Pak Nalih baru saja terbebas dari kanker usus besar stadium empat. Dua tahun ia hanya terbaring dalam kamar. Sambil menunjuk perut kirinya, ia bercerita sekarang harus hidup dengan lubang di perut dan buang air menggunakan kantong yang diganti saban minggu. “Puji Tuhan masih diberikan hidup,” ucapnya.
Lelaki bernama lengkap Matheus Nalih Ungin itu mengaku ‘baru’ tinggal 58 tahun di Kampung Sawah, kampung yang namanya nyaring terdengar berkat toleransi antar umat beragama di sana. Warganya terdiri dari umat Islam, Katolik, hingga Protestan.
Secara kasat mata, kerukunan itu tampak dari tiga tempat ibadah yang berdiri berdekatan. Masjid Agung Al-Jauhar Yasfi, Gereja Katolik Santo Servatius, dan Gereja Kristen Pasundan. Ketiganya membentuk segitiga emas di Kampung Sawah. Tak ada yang mengusik satu sama lain, tak ada yang saling mencurigai.
"Kalau pas doa di gereja kedengeran azan, saya bilang ke jemaat, anggap itu suara Mazmur yang indah," ujar Pak Nalih. Hingga dua tahun lalu, ia masih menjabat sebagai wakil ketua dewan paroki di Gereja Katolik Santo Servatius. “Posisi sekarang saya adalah jemaat biasa.” Namun, setiap malam ia masih aktif memimpin pembacaan doa kepada Bunda Maria di pelataran gereja sambil menerangkan beberapa ayat Alkitab.

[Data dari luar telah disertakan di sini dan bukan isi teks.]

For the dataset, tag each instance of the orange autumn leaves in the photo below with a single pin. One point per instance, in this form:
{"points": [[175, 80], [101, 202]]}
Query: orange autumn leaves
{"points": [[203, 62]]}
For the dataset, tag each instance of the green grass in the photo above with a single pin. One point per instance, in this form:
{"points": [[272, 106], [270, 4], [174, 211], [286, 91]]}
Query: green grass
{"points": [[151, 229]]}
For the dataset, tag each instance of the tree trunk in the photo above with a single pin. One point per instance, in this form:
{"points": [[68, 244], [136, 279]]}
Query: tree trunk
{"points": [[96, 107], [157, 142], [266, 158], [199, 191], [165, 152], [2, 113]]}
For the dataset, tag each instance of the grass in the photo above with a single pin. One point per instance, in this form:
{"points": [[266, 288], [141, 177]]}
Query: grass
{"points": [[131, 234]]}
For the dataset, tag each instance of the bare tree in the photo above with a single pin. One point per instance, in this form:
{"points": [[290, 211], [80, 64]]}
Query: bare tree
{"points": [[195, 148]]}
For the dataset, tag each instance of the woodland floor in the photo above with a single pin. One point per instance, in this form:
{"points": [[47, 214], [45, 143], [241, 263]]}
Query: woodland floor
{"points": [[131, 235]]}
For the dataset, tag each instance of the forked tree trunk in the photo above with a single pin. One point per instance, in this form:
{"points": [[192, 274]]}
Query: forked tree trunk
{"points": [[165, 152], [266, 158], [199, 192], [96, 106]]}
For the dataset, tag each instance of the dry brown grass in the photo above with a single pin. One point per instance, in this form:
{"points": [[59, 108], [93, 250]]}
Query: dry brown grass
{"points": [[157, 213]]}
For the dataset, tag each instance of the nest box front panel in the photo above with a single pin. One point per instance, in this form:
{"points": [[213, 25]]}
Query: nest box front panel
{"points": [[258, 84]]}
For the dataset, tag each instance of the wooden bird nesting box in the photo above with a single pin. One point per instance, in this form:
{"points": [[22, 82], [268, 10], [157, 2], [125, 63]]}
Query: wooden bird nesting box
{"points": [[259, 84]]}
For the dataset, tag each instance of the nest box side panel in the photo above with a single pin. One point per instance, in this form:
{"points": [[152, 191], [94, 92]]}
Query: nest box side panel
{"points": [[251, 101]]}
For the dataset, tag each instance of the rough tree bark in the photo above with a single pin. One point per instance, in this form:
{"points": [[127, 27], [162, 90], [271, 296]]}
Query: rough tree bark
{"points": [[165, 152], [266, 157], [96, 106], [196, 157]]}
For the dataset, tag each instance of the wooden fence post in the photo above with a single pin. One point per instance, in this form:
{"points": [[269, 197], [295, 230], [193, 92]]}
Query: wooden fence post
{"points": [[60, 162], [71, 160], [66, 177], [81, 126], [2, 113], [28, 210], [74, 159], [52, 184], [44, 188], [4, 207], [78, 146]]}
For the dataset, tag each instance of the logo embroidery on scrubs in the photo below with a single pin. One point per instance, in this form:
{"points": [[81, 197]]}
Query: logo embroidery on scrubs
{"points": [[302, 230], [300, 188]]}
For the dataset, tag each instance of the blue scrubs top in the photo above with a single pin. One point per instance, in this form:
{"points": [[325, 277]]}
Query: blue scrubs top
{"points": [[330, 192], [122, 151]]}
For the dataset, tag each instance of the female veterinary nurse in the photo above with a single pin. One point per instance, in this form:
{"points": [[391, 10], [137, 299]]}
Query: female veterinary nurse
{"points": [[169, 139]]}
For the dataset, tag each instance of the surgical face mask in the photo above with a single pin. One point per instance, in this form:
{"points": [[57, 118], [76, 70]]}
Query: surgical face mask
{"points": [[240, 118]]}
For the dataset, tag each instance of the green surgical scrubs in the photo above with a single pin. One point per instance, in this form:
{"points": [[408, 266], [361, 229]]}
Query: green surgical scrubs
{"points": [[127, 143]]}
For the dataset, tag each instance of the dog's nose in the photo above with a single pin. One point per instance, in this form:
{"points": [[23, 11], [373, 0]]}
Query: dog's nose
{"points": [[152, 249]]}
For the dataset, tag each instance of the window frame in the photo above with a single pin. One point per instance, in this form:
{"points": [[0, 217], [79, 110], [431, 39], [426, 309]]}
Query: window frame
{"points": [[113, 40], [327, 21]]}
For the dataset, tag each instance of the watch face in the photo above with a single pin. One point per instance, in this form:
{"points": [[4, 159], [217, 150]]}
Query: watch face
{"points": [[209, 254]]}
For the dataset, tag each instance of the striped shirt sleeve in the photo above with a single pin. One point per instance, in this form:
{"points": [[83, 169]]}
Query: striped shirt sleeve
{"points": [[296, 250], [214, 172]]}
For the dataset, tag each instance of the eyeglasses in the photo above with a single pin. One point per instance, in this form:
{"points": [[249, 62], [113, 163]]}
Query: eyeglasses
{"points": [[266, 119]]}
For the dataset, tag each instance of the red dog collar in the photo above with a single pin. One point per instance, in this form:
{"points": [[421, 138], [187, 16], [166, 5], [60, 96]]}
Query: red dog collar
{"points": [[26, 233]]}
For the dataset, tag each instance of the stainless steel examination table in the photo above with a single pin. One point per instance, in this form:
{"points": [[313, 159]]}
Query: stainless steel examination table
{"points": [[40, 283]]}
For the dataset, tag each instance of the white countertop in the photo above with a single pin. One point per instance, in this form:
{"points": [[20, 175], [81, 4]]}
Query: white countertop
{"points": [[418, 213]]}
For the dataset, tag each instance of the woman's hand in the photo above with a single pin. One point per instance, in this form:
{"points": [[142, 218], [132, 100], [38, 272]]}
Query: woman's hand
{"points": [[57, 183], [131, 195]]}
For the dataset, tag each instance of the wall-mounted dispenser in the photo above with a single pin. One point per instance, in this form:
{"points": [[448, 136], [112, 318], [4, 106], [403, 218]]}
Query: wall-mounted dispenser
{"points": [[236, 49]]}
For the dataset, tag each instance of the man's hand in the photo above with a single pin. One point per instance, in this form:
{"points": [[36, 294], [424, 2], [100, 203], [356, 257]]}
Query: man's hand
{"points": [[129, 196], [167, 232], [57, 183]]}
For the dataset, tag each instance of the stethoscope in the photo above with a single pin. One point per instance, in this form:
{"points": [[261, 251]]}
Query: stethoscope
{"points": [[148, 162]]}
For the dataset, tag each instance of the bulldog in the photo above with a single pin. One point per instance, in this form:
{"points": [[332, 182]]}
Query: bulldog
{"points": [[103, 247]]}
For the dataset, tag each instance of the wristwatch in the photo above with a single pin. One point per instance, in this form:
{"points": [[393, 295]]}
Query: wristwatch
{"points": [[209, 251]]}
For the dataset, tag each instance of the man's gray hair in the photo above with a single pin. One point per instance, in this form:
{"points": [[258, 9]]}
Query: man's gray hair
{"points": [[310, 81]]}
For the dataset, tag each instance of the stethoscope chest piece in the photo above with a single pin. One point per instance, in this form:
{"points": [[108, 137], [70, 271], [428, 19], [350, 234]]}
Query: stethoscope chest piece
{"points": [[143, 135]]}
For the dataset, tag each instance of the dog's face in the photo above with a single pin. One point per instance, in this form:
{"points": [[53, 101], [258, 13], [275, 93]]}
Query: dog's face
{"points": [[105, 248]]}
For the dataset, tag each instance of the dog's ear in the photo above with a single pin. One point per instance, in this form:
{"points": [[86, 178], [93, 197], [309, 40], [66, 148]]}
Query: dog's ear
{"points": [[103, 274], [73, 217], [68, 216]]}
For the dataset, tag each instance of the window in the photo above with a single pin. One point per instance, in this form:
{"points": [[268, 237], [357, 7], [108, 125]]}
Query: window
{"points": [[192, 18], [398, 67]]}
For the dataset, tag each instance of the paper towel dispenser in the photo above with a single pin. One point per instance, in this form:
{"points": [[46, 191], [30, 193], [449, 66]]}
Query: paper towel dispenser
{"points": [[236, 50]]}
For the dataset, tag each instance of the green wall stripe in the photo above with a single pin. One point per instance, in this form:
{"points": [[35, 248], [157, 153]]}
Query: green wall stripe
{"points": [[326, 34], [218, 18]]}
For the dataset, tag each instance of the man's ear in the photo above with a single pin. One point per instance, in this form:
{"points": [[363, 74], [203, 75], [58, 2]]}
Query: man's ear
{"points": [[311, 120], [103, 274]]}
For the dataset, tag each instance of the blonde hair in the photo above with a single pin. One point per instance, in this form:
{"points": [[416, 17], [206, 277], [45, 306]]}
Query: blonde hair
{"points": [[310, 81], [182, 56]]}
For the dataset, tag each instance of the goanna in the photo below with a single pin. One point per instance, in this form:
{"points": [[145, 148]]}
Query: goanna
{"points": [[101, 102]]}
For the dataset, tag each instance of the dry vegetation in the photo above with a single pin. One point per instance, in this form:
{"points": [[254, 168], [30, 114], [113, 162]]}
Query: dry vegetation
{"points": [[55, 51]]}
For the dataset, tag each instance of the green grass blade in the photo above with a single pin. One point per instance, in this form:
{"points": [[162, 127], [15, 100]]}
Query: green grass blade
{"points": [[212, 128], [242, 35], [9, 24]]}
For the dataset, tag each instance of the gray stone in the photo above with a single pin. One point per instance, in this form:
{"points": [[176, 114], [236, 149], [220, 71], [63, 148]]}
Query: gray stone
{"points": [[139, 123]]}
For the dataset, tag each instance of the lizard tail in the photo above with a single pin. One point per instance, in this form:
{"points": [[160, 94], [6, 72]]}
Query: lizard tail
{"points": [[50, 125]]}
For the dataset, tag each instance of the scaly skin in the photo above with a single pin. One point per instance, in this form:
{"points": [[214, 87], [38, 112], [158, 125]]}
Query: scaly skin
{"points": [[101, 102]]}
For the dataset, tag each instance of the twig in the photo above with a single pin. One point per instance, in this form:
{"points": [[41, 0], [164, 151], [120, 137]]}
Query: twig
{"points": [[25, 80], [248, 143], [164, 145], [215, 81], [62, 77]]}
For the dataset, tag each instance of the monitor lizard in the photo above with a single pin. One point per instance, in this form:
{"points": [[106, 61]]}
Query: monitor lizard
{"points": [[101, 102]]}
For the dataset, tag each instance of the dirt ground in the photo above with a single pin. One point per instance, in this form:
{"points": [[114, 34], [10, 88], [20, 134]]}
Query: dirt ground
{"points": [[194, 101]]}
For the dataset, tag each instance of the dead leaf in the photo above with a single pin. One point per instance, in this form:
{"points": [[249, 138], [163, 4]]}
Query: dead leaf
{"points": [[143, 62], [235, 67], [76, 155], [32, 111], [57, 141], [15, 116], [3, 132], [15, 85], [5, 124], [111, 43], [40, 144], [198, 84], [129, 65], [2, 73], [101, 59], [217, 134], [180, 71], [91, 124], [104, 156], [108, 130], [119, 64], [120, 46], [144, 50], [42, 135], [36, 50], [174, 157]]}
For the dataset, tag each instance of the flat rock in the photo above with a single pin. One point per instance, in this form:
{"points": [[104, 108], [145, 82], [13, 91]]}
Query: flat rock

Kami bertamu ke rumah Pak Nalih untuk meliput persiapan Natal di Kampung Sawah. Ia juga mengajak kami mampir ke Gereja Katolik Santo Servatius sekaligus bertemu dengan petugas keamanan Natal yang rata-rata muslim.
Pohon keluarga Kampung Sawah
“Di Kampung Sawah, semua bersaudara,” kata Pak Nalih yang sudah berganti baju koko dan berpeci untuk persiapan ke gereja. Tampak sekilas ia seperti marbot masjid atau guru ngaji di langgar. “Bagi kami orang-orang Kampung Sawah, entah itu Kristen, Katolik, Muslim, sudah terbiasa menggunakan baju seperti ini.”
Peci, bagi warga Kampung Sawah, pada prinsipnya adalah simbol nasional dan bukan simbol keagamaan. Sama halnya dengan baju koko yang berasal dari budaya China. “Kami menghargai kreativitas itu dan menjadi simbol bagi kami, karena dengan memakai itu di Kampung Sawah terjadilah yang disebut persaudaraan.”
Persaudaraan di Kampung Sawah bukan sekadar omongan, tetapi memang warga di sana rata-rata terhubung dengan ikatan darah. Sehingga tak heran jika marga Betawi Kampung Sawah masih terjaga, mulai dari Nalih, Noron, Napiun, Natael, hingga Niman. Tak peduli apa pun agamanya, ikatan persaudaraan itu menjaga mereka tetap guyub dan rukun.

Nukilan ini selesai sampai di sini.